If he’s working away we’ll make sure we text and he may FaceTime the kids but we still don’t ring each other.

I hate talking on the phone, I avoid it as much as possible. He doesn’t mind but he knows I don’t like it and is fine with that.

CuriousaboutSamphire · 13/09/2019 16:08

DH works away a lot. He rings once a day, when he has finished and check in. Can be very short, or maybe 5 minutes, hardly ever any longer.

When he is home, we text about shopping for tea. Then we talk to each other for half an hour or so before settling n for the night! The day jobs don't come into the evening with us!

mynameiscalypso · 13/09/2019 16:10

I had an ex like this. It felt like the whole day was one constant (very dull) phone conversation. I've been with DH for 10 years and have probably spoken to him on the phone less than 5 times (and I'm pretty sure that they were all times when one of us had lost the other in a supermarket). Much more compatible...

insancerre · 13/09/2019 16:12

We don’t do chatting over the phone
He will ring me if he has to let me know something or ask a question

BarbedBloom · 13/09/2019 16:19

We live together and don't really talk on the one, but chat in breaks on WhatsApp. I don't really like talking on the phone anyway

mindutopia · 13/09/2019 16:24

When I call my dh, he panics and assumes someone has died or I’ve been in a car accident. It’s that infrequent. We were long distance for 2 years when we were dating (different countries).
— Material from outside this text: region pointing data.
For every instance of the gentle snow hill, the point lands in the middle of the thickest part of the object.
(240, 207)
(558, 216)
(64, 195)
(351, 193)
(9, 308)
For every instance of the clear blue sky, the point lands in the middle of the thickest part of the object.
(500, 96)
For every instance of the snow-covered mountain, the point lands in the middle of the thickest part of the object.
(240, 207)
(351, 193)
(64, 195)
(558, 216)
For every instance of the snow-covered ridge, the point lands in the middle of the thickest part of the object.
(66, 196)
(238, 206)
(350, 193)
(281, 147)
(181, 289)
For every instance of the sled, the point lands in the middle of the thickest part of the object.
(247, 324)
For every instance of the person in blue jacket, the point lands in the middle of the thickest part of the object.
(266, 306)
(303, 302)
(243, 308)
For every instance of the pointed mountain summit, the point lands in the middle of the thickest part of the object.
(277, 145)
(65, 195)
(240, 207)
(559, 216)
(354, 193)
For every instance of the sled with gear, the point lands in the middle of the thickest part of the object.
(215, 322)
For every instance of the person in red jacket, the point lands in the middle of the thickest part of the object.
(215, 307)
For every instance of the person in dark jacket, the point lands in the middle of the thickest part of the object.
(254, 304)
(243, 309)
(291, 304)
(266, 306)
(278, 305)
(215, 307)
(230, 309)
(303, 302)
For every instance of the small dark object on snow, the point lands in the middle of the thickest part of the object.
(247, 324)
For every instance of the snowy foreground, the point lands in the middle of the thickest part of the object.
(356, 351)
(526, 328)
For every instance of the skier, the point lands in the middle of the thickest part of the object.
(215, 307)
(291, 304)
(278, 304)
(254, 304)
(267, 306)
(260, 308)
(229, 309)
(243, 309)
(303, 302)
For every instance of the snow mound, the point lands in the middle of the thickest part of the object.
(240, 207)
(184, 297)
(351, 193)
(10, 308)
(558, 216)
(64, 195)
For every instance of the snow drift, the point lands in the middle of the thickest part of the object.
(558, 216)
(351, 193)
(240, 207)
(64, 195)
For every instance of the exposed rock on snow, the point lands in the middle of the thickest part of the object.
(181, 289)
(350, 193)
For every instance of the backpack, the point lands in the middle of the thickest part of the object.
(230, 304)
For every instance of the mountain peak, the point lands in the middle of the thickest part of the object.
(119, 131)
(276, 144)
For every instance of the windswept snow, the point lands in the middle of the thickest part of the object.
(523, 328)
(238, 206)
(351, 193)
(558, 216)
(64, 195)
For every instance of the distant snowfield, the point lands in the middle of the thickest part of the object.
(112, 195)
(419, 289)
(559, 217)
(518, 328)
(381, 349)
We messaged and emailed and visited each other, but the only time he called me was the time he got stuck in immigration coming to visit me and nearly deported!

RadishesAndLentils · 13/09/2019 16:50

I don't live with my boyfriend. We've been together 2.5 years and we see each other 2/3 days a week. We don't sleep over at each others houses due to elderly parents and grown up children living at home. We go away for a night or two about once a month.
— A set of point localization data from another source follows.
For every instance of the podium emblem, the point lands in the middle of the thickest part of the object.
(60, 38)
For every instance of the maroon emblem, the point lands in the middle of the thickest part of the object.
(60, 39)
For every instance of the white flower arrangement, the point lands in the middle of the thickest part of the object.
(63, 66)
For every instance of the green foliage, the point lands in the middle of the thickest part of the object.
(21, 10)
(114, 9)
We text every day. Often it's just a couple of silly/smutty messages. Sometimes we have longer text chats.

We don't often phone one another. Generally it's if one of us is having a shit day, I've realised, and want to chat to the other one about it.

We chat plenty when we're together. We've been on holiday together for a week or so a few times and don't run out of things to talk about

I would HATE it if I was expected to phone at set times each day. It's the worst of both worlds, surely. I'd rather be either with him and enjoying his company or not with him and doing my own thing.